Last month, in the “Coming in your next issue of Restaurant News” segment of that magazine, subscribers saw an item announcing a comprehensive survey of tipping in America, RA’s first in five years.  Much has happened to America in five years.  We have a black president.  Spanish is commonly heard not just in our kitchen, but everywhere else in Minnesota.  The largest company in America is no longer Exxon-Mobile or General Motors.  It is Apple.

Smug’s employees waited with bated breath (that’s how it’s spelled; I looked it up) to discover just who was tipping what in our brave new world.  Yesterday, the wait was over.

“A demographic survey of gratuities paid by Americans in 2013-14 based on independent data” contained 14 new job descriptions, plus new categories including several deliberately frivolous one, like dog and cat owners and Survivor vs. Game of Thrones viewers.  No need to irritate anyone this time; let’s all just keep it light, shall we?

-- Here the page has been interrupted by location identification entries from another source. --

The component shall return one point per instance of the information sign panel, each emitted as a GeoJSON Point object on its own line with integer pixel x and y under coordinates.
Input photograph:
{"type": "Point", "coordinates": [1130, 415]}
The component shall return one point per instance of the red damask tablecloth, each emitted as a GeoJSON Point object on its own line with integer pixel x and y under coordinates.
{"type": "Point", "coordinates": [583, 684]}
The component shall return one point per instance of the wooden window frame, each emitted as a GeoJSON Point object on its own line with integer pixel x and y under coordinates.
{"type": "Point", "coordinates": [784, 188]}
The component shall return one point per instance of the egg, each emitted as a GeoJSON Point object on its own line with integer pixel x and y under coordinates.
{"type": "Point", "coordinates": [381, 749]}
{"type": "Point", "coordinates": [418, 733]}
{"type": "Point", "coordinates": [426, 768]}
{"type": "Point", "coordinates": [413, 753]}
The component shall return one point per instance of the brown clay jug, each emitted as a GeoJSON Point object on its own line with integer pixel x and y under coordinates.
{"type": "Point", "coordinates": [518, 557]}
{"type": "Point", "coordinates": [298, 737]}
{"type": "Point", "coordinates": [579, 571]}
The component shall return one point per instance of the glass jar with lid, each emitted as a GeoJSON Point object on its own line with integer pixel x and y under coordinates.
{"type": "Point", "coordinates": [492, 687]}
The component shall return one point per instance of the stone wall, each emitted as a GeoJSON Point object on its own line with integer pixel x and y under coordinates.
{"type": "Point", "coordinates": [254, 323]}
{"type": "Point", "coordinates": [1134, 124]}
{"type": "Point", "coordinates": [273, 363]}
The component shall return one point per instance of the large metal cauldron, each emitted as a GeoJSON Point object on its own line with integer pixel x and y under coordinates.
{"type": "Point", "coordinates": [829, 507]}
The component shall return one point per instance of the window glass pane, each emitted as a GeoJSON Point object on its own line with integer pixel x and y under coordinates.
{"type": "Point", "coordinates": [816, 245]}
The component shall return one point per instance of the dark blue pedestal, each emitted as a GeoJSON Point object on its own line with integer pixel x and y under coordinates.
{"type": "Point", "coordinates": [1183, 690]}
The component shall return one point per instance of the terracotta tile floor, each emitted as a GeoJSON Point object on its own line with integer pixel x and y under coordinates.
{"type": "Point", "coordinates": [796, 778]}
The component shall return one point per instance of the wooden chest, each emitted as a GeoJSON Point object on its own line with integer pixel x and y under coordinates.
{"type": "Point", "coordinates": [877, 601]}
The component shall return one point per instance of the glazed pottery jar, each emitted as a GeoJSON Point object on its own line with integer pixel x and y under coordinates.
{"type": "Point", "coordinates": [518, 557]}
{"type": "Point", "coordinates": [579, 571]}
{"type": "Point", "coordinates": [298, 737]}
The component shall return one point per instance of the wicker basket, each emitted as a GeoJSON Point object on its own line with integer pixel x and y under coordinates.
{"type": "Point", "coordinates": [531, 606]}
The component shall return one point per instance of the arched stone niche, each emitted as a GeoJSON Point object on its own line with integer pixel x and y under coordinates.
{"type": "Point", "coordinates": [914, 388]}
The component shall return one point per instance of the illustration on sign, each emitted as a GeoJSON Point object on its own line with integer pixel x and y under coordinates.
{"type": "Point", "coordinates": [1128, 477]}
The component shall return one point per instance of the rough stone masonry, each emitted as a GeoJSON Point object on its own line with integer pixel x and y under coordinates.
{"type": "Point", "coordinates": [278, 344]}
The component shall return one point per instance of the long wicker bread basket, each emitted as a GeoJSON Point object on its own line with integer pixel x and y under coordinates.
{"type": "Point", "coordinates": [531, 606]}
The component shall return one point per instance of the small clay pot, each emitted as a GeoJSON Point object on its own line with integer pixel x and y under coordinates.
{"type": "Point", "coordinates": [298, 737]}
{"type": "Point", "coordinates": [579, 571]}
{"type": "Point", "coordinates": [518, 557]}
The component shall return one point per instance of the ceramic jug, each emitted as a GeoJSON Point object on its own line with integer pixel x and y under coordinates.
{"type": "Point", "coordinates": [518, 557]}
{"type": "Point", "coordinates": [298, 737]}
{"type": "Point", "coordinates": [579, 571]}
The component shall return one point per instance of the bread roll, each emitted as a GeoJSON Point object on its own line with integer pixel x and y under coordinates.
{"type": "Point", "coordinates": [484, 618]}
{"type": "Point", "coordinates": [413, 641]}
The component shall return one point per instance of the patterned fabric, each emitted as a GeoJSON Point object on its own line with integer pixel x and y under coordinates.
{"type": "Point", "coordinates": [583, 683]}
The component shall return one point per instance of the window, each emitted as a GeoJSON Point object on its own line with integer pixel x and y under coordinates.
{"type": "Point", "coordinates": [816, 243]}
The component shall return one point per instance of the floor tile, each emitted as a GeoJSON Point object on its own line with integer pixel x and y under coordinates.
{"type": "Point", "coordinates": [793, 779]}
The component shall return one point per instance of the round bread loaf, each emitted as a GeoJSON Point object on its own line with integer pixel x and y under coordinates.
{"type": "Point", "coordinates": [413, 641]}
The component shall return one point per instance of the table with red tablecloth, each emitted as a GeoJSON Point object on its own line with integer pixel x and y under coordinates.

As the Smug’s copy of RN made its way from one pair of hands to the next, you could hear, “Hah!” “Yes!” “Andele!” 
Almost every stat contained in the previous, five-year-old survey had changed, if not been turned on its head.  Every stat, save the one we all went to immediately.  The cheapest people in America were…STILL TEACHERS!  The mood at Smugglers’ Inn that day was downright celebratory.  Once you’ve directed all of your enmity against a group of people, the last thing any of us wants to hear is some reason to stop hating.

There’s a holiday message in there somewhere, but I’m damned if I can find it.   From all of us at Smugglers’ Inn to anyone reading this, “Merry Christmas, Happy Chanukah, Joyous Kwanzaa.” 

Unless you’re a teacher.  In which case, “Why don’t you get run over by a sleigh?”   Cheapskate.